Р. Доукинс указывает целый ряд примеров проявления «стратегии обмана», в частности возникающую время от времени «битву полов» в перекладывании на партнера заботы о потомстве, имеющую целью передать свой генный набор по наследственной эстафете с минимальными ресурсными затратами (прежде всего времени) и максимальным фронтом воспроизводства генома. Всякое временное преимущество, достигнутое в такой борьбе, неизменно оборачивается упадком жизнеспособности вида. Поэтому нет никаких оснований считать «стратегию обмана» типом приспособительного поведения; но целый ряд приспособлений, защитных механизмов, напротив, может быть истолкован как «противообманные устройства», т. е. результат адаптации к стихийным вспышкам фальсификации, сотрясающим порой живую природу. Так, Р. Доукинс пишет: «Триверс рассматривает возможные варианты поведения самки, брошенной “своим” самцом. Для нее проще всего попытаться обмануть другого самца так, чтобы он принял детеныша за своего собственного. Это не столь трудно, если речь идет о не родившемся еще зародыше. Ясно, что детеныш в этом случае несет половину генома от матери, и ни одного гена от своего «легковерного отца». Естественный отбор жестоко наказывает подобную мужскую легковерность и соответственно поощряет самцов, стремящихся избавиться от побочных детенышей. Вероятно, здесь содержится объяснение так называемого эффекта Брюс: мыши-самцы выделяют специальный секрет, который, воздействуя на обоняние беременной самки, вызывает у нее аборт. Причем лишь в том случае, если запах отличается от запаха предыдущего самца. Таким образом самец-мышь избавляется от «побочных детей» и готовит самку к переносу собственных генов в предполагаемое потомство».[12] В разной степени данный «эффект» проявляется у многих млекопитающих, не исключая человека: на самых ранних стадиях беременности «смена партнера» зачастую приводит к абортивной реакции (чем, в частности, объясняется чрезвычайно редкая беременность у проституток): т. е. в этом случае мы как раз имеем дело с простейшим «противообманным устройством».

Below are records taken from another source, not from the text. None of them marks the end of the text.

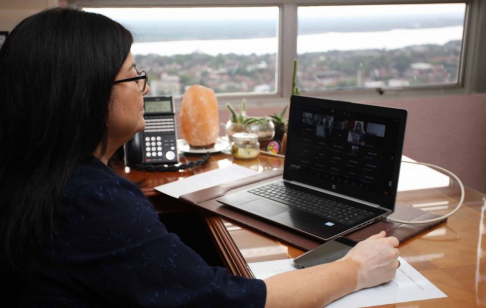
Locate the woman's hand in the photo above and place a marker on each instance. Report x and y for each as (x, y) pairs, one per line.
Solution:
(376, 259)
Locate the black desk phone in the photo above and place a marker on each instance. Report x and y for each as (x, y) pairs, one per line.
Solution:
(157, 143)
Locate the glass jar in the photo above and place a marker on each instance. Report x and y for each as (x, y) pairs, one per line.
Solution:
(245, 146)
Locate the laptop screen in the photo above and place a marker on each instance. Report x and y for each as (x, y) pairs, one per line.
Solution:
(350, 149)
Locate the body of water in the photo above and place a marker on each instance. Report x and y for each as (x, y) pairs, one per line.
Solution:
(392, 39)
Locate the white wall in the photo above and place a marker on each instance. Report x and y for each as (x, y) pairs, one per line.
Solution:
(13, 11)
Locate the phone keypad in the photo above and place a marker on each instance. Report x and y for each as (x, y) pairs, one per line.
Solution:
(160, 143)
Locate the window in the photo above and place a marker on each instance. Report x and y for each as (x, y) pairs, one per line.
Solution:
(358, 50)
(379, 46)
(230, 50)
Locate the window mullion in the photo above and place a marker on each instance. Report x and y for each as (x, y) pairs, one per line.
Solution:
(287, 47)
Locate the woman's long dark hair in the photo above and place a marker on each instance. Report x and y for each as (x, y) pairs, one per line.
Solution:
(56, 74)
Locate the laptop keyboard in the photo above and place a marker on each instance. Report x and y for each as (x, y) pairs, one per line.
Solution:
(323, 207)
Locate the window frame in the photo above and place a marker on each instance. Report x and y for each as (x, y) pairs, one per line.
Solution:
(472, 66)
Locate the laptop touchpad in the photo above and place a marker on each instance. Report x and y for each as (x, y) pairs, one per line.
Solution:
(263, 207)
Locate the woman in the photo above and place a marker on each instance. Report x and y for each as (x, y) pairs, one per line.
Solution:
(74, 233)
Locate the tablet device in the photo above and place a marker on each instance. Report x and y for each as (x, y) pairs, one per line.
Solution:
(326, 253)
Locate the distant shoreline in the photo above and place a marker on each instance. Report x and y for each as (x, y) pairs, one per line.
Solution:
(392, 39)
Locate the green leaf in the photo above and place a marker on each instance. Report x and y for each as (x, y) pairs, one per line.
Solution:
(283, 112)
(234, 119)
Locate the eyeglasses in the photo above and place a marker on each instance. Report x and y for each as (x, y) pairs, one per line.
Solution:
(141, 85)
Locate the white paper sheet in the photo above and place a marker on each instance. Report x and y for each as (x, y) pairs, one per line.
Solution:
(263, 270)
(408, 285)
(205, 180)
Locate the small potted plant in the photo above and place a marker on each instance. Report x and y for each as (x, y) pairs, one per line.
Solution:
(236, 122)
(279, 123)
(241, 122)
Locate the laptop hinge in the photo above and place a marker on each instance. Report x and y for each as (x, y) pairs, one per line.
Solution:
(337, 195)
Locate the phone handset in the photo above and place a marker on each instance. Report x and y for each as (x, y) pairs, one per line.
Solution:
(133, 151)
(157, 143)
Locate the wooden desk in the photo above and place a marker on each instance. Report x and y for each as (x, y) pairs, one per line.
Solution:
(452, 256)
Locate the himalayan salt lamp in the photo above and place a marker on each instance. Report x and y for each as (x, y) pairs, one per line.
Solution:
(199, 117)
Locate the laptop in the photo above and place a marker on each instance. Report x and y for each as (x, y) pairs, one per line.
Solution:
(341, 169)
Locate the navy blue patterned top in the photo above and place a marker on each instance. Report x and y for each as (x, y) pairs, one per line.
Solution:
(113, 250)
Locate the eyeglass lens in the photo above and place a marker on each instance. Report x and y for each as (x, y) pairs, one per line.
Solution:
(142, 83)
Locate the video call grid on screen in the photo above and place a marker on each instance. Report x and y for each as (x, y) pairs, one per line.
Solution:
(346, 149)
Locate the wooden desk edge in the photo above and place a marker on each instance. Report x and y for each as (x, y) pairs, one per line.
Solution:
(234, 260)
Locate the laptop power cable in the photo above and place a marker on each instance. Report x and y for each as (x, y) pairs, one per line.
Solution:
(461, 186)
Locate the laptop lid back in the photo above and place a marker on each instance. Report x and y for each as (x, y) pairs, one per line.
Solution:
(349, 149)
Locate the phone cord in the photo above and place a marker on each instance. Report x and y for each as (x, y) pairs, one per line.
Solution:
(162, 168)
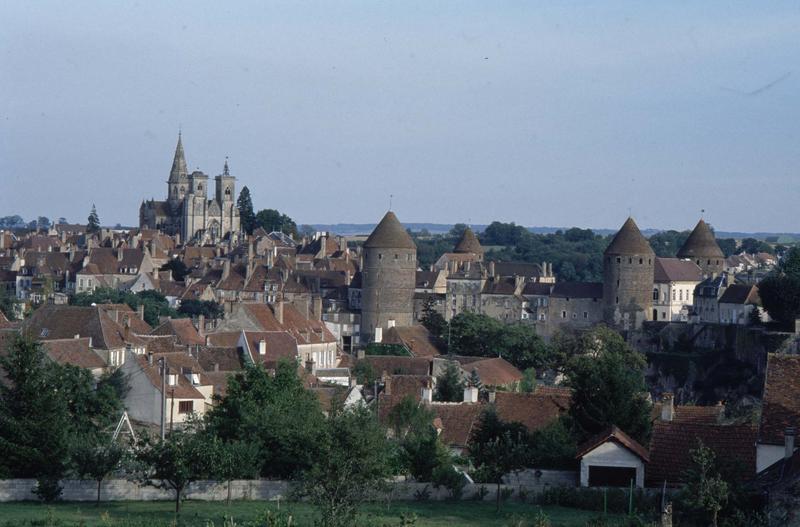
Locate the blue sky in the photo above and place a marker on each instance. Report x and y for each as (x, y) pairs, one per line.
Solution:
(540, 113)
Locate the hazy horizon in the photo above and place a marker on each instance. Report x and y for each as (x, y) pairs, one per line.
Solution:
(572, 115)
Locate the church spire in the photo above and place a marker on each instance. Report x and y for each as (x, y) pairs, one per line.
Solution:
(179, 170)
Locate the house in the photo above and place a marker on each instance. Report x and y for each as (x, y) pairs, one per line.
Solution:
(106, 336)
(76, 352)
(416, 339)
(674, 283)
(737, 304)
(672, 441)
(780, 407)
(706, 298)
(612, 459)
(187, 392)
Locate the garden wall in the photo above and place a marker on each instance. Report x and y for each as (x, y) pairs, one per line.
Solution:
(125, 490)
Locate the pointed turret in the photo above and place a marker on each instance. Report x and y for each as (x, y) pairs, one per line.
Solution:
(468, 244)
(179, 170)
(629, 240)
(701, 247)
(701, 243)
(389, 233)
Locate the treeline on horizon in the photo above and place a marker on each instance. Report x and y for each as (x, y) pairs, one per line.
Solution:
(576, 254)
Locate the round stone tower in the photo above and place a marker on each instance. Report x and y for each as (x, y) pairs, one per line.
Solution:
(701, 247)
(388, 279)
(628, 278)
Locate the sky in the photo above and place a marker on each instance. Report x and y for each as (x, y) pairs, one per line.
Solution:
(541, 113)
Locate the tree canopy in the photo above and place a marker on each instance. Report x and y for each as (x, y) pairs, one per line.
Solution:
(247, 217)
(608, 386)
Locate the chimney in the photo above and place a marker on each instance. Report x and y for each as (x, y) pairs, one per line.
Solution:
(788, 440)
(470, 394)
(427, 393)
(226, 269)
(667, 407)
(318, 307)
(387, 383)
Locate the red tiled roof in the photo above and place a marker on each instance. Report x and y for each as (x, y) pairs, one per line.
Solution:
(781, 402)
(534, 411)
(672, 443)
(417, 339)
(181, 328)
(75, 352)
(495, 371)
(616, 435)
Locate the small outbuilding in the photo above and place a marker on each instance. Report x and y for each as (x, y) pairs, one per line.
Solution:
(612, 459)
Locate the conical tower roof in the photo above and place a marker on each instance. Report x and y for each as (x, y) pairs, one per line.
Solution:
(629, 240)
(701, 242)
(468, 243)
(389, 234)
(179, 170)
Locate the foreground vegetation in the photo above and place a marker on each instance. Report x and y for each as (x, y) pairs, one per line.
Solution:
(247, 513)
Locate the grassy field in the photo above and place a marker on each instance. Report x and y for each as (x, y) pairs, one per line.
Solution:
(208, 514)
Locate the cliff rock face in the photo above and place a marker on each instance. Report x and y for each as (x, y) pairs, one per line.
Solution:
(707, 363)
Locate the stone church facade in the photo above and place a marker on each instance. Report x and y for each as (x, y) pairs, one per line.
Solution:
(188, 211)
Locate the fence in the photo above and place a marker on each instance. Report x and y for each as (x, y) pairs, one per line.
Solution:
(261, 489)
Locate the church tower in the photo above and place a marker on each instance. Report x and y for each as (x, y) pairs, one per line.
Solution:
(388, 279)
(628, 267)
(178, 183)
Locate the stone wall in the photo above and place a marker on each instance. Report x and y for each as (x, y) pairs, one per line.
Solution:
(124, 490)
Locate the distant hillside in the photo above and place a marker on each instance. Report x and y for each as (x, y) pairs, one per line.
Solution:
(354, 229)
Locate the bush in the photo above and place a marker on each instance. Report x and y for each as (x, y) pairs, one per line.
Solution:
(448, 477)
(592, 499)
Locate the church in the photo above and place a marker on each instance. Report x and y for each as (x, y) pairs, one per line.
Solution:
(187, 210)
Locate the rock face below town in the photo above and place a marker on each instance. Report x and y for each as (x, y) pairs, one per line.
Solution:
(705, 364)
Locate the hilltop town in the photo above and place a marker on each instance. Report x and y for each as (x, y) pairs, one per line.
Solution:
(622, 368)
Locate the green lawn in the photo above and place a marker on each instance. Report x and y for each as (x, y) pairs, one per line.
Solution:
(208, 514)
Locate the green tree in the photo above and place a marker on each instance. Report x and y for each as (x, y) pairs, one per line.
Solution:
(272, 220)
(480, 335)
(208, 308)
(753, 246)
(608, 386)
(705, 489)
(497, 448)
(449, 385)
(93, 222)
(780, 291)
(247, 217)
(433, 321)
(97, 462)
(554, 446)
(178, 269)
(354, 462)
(234, 460)
(276, 412)
(173, 463)
(34, 419)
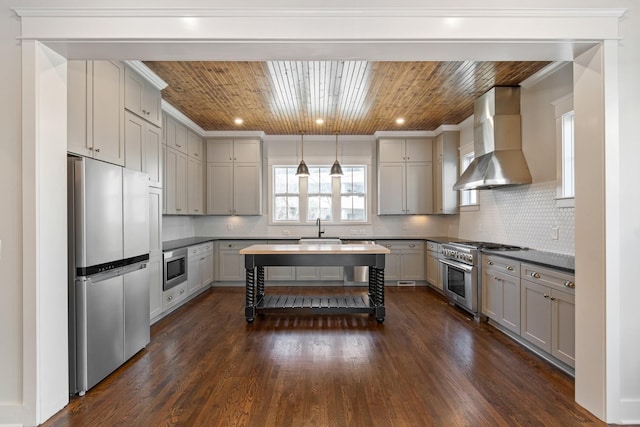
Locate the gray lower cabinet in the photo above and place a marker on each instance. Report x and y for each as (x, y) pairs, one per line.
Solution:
(230, 262)
(536, 303)
(406, 260)
(548, 311)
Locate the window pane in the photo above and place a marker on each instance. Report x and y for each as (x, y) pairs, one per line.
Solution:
(319, 207)
(352, 208)
(567, 155)
(286, 208)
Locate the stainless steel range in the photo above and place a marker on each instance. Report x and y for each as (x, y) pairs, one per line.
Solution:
(461, 272)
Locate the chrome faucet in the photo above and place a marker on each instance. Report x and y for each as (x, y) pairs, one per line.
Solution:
(320, 233)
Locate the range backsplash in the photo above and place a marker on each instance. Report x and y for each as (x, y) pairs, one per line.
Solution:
(524, 215)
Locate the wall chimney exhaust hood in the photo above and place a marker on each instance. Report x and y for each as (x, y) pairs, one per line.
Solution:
(499, 160)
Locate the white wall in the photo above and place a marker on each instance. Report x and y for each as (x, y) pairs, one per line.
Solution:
(10, 221)
(525, 215)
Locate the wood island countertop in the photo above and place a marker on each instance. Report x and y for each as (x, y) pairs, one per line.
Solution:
(314, 249)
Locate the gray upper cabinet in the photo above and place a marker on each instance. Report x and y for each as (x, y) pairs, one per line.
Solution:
(95, 102)
(405, 176)
(445, 172)
(142, 98)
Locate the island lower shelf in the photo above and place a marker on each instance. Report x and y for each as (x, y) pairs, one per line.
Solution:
(259, 256)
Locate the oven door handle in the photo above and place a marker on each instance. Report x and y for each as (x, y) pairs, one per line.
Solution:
(465, 267)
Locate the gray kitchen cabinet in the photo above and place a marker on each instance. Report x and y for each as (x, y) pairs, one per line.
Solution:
(95, 105)
(141, 97)
(433, 266)
(445, 172)
(230, 262)
(156, 262)
(548, 311)
(406, 260)
(200, 267)
(175, 184)
(234, 177)
(143, 148)
(176, 135)
(405, 176)
(501, 291)
(195, 187)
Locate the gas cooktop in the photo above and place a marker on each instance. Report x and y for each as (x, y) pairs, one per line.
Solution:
(488, 245)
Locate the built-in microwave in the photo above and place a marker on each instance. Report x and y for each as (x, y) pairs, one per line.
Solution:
(175, 268)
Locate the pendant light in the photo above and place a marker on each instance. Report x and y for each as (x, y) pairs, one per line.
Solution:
(303, 170)
(336, 169)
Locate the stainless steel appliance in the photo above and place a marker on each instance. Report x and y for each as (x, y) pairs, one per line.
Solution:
(461, 273)
(175, 268)
(108, 209)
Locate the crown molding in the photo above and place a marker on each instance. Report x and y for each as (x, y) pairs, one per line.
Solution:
(144, 71)
(329, 11)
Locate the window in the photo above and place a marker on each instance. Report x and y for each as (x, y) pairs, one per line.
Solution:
(467, 197)
(353, 194)
(565, 144)
(568, 187)
(319, 194)
(302, 200)
(286, 197)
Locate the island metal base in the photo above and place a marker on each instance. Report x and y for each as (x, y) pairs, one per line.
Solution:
(257, 302)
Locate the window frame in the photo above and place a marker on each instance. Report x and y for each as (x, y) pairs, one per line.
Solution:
(563, 109)
(303, 196)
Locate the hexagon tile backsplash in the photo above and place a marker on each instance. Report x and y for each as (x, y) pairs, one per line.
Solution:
(524, 215)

Рассмотрим, наконец, гнездовой паразитизм, представляющий собой несомненную «стратегию обмана», реализацию одного из модусов лжи, а именно — подлога. Ближайшей и самой известной «обманщицей» является кукушка. Что же она, так сказать, с этого имеет? Вот что пишет Ю. В. Чайковский: «Всем известно, что обыкновенная кукушка — гнездовой паразит, т. е. откладывает яйца в чужие гнезда.